Certain tests pick up specific differences. For example, Anandtech’s N-Queens test—though of little value as a general benchmark—is extremely branch-heavy and will stress branch predictors and highlight penalties imposed by long pipelines. Bulldozer shows a significant reduction in single-threaded performance relative to the Phenom II. So great is the drop that even when run in multithreaded mode, the eight concurrent threads on Bulldozer can’t keep up with the Phenom II’s six threads, or even the Intel chip’s four.

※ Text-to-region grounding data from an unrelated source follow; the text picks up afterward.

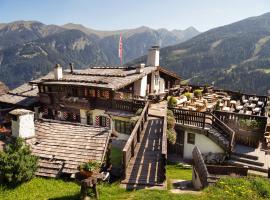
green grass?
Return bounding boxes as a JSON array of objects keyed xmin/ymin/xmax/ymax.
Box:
[
  {"xmin": 202, "ymin": 176, "xmax": 270, "ymax": 200},
  {"xmin": 1, "ymin": 168, "xmax": 270, "ymax": 200},
  {"xmin": 166, "ymin": 162, "xmax": 192, "ymax": 181},
  {"xmin": 0, "ymin": 178, "xmax": 196, "ymax": 200},
  {"xmin": 110, "ymin": 147, "xmax": 123, "ymax": 167},
  {"xmin": 0, "ymin": 177, "xmax": 80, "ymax": 200}
]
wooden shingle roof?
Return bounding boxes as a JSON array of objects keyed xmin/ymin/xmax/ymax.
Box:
[
  {"xmin": 31, "ymin": 119, "xmax": 111, "ymax": 178},
  {"xmin": 30, "ymin": 65, "xmax": 180, "ymax": 90},
  {"xmin": 31, "ymin": 66, "xmax": 157, "ymax": 90},
  {"xmin": 0, "ymin": 84, "xmax": 38, "ymax": 107}
]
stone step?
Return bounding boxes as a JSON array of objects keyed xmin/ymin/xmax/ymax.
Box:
[
  {"xmin": 230, "ymin": 155, "xmax": 264, "ymax": 167},
  {"xmin": 228, "ymin": 160, "xmax": 268, "ymax": 173},
  {"xmin": 231, "ymin": 151, "xmax": 259, "ymax": 161}
]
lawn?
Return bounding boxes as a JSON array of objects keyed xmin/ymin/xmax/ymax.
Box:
[
  {"xmin": 1, "ymin": 163, "xmax": 270, "ymax": 200},
  {"xmin": 0, "ymin": 178, "xmax": 80, "ymax": 200},
  {"xmin": 166, "ymin": 161, "xmax": 193, "ymax": 189},
  {"xmin": 166, "ymin": 162, "xmax": 192, "ymax": 181},
  {"xmin": 0, "ymin": 178, "xmax": 195, "ymax": 200}
]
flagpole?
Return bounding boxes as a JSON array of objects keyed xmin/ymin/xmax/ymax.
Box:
[{"xmin": 119, "ymin": 33, "xmax": 123, "ymax": 65}]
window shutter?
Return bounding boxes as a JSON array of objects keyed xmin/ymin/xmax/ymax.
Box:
[
  {"xmin": 106, "ymin": 117, "xmax": 110, "ymax": 128},
  {"xmin": 63, "ymin": 112, "xmax": 68, "ymax": 120},
  {"xmin": 95, "ymin": 116, "xmax": 100, "ymax": 126}
]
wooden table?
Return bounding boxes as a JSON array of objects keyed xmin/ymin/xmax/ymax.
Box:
[{"xmin": 76, "ymin": 172, "xmax": 103, "ymax": 200}]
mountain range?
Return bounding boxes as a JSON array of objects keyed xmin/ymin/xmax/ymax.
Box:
[
  {"xmin": 0, "ymin": 21, "xmax": 199, "ymax": 88},
  {"xmin": 132, "ymin": 12, "xmax": 270, "ymax": 95},
  {"xmin": 2, "ymin": 12, "xmax": 270, "ymax": 95}
]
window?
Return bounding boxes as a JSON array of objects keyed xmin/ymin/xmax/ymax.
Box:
[
  {"xmin": 114, "ymin": 120, "xmax": 132, "ymax": 135},
  {"xmin": 39, "ymin": 86, "xmax": 44, "ymax": 93},
  {"xmin": 187, "ymin": 133, "xmax": 195, "ymax": 144},
  {"xmin": 87, "ymin": 112, "xmax": 93, "ymax": 125},
  {"xmin": 100, "ymin": 116, "xmax": 107, "ymax": 127},
  {"xmin": 71, "ymin": 88, "xmax": 78, "ymax": 96},
  {"xmin": 84, "ymin": 88, "xmax": 88, "ymax": 97},
  {"xmin": 154, "ymin": 75, "xmax": 159, "ymax": 85},
  {"xmin": 89, "ymin": 89, "xmax": 96, "ymax": 97},
  {"xmin": 101, "ymin": 90, "xmax": 110, "ymax": 99}
]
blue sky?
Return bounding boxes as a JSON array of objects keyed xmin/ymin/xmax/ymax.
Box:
[{"xmin": 0, "ymin": 0, "xmax": 269, "ymax": 31}]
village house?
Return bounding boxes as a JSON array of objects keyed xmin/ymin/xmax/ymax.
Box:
[
  {"xmin": 0, "ymin": 45, "xmax": 270, "ymax": 188},
  {"xmin": 27, "ymin": 46, "xmax": 180, "ymax": 140}
]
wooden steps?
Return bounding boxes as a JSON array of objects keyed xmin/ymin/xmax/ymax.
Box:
[{"xmin": 121, "ymin": 117, "xmax": 165, "ymax": 187}]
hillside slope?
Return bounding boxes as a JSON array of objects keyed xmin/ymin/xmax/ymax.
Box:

Moving on to more realistic tests, we see something similar in floating point-intensive multithreaded Cinebench rendering, run by both Anandtech and Tech Report. Bulldozer’s single-threaded score trails Phenom II’s slightly, and is at a huge disadvantage relative to Intel’s processors. The eight threads make up for the discrepancy this time, as Bulldozer pulls ahead of Thuban in the multithreaded benchmark.
These benchmarks in many ways show the two extremes of Bulldozer’s performance. In single-threaded workloads, it struggles to keep pace with either its predecessor or Intel’s competitor. But when all eight threads run simultaneously, Bulldozer can more than make up for this weaker single-threaded performance. Games tend to lie between the two extremes—they spawn some threads, but rarely as many as eight—with Bulldozer sometimes beating the Phenom II (for example, in Anandtech’s Civilization V test or Tech Report’s F1 2010 benchmark), other times falling behind (as seen in Anandtech’s tests of Dawn of War II and Crysis: Warhead).
These are bad results for AMD. The FX-8150 is more expensive to buy than the Phenom II X6 1100T, yet in typical desktop workloads its performance is no better, and sometimes even worse. The scores are not even altogether surprising: the limited per-thread execution resources, longer pipelines, and slower memory subsystem made inferior performance in these workloads almost inevitable.
The newer Trinity line has improved things somewhat, but even he top of the line trinity only makes 6th place on PCMarks 7 when compared to the competing i7s and i5s scoring around 3325 compared to the “king of the hill” i7-3720s 6695. In the computation sub-mark test, it really, really gets trounced. The i7-3720s score is 27261 while the Trinity comes in at 4323.
As an Austinite I love AMD and historically I’ve owned dozens of them, but they just aren’t up to the muscle of the Intels and muscle is what you’re after for CPU rendering. Keep in mind, none of this means that the AMDs are bad. In fact, they’re still quite solid. For what you pay for them they are quite efficient on a cost-to-performance ratio. The point of this was only that if ultimate performance is the goal and money is no object then Intel currently holds the crown.
For what it’s worth DS will see all 12 of the cores on my system (24 if you include hyperthreaded cores).